A list of quantitative evaluation on reconstructed images in real experiment
The objective of this work is to develop and demonstrate a projection decomposition algorithm based on deep neural network. Two additional decomposition methods are implemented and compared with the proposed network. The experimental results have shown the characteristics of the three methods. For the matching method, the lookup table is a double-edged sword. Its advantage is making the method robust to the photon noise by confining the output value to a certain range and the disadvantages is decreasing the decomposition accuracies. The selection of lookup table needs to balance the precision and speed. Benefiting from the precisely solution of fitting equation, the fitting method achieves high accuracies in simulation and low bias in real experiment. However, it mainly suffers from the noise interferences and higher computational complexity.
The proposed network achieves a comparable performance with significantly fast speed. DNN performs better standard deviation and reconstructed image quality, especially in decomposition test with photon noise. The results in real experiment shown in Figs. 5 and 6 suggest that DNN behaves quit similar as the matching method. The calculation of decomposed images in both methods depends on the same lookup table. The value of parameters in DNN can be regard as a representation of the prior knowledge in lookup table. Compared to other decomposition algorithms based on neural network [13–15], the proposed algorithm introduces the energy spectrum into the modeling process. The network used in simulation and real experiments is the same one, which proves that it is applicable to different dual energies. The main drawback of DNN is the high bias, which is not consistent with the low bias results in [14]. We hypothesize that this is mainly caused by introduction of energy spectrums. Due to the unexplainable mechanism of deep neural network, it is difficult to understand how DNN works and how to improve the performance of current mode besides increasing more training data. Actually, even though we sampled more training data with low thickness of water or aluminum, the decomposing net still performed worse at the edge of phantom as shown in Fig. 5. In addition, selection of the hyper-parameter in the model is a matter of “trial and error”. Thus, it can be a very time-consuming process to choose the appropriate value of the parameter such as λ in Equation (4).

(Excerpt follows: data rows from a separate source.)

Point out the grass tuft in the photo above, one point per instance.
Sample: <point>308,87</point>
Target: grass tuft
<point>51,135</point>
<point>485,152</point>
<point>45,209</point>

Conclusion and future work
We have developed a projection decomposition algorithm for dual-energy CT via deep neural network. The proposed network features significantly fast speed, low standard deviation and high image quality. It also need not be retrained in the case of different dual energy, thus has extensive application in comparison with other decomposition algorithms based on neural network.
We also recognize two directions of further work that could be done in the future. The first one is the increment learning or online learning of the decomposing net. The second one is the attempt of using convolutional neural network (CNN) to solve the material decomposition problem in image domain, since most current successes obtained by deep neural network in image processing field is contribute to CNN.
Footnotes
Acknowledgments
This work was supported by the national key research and development plan of China under grant 2017YFB1002502 and the National Natural Science Foundation of China (No.61601518 and No.61372172).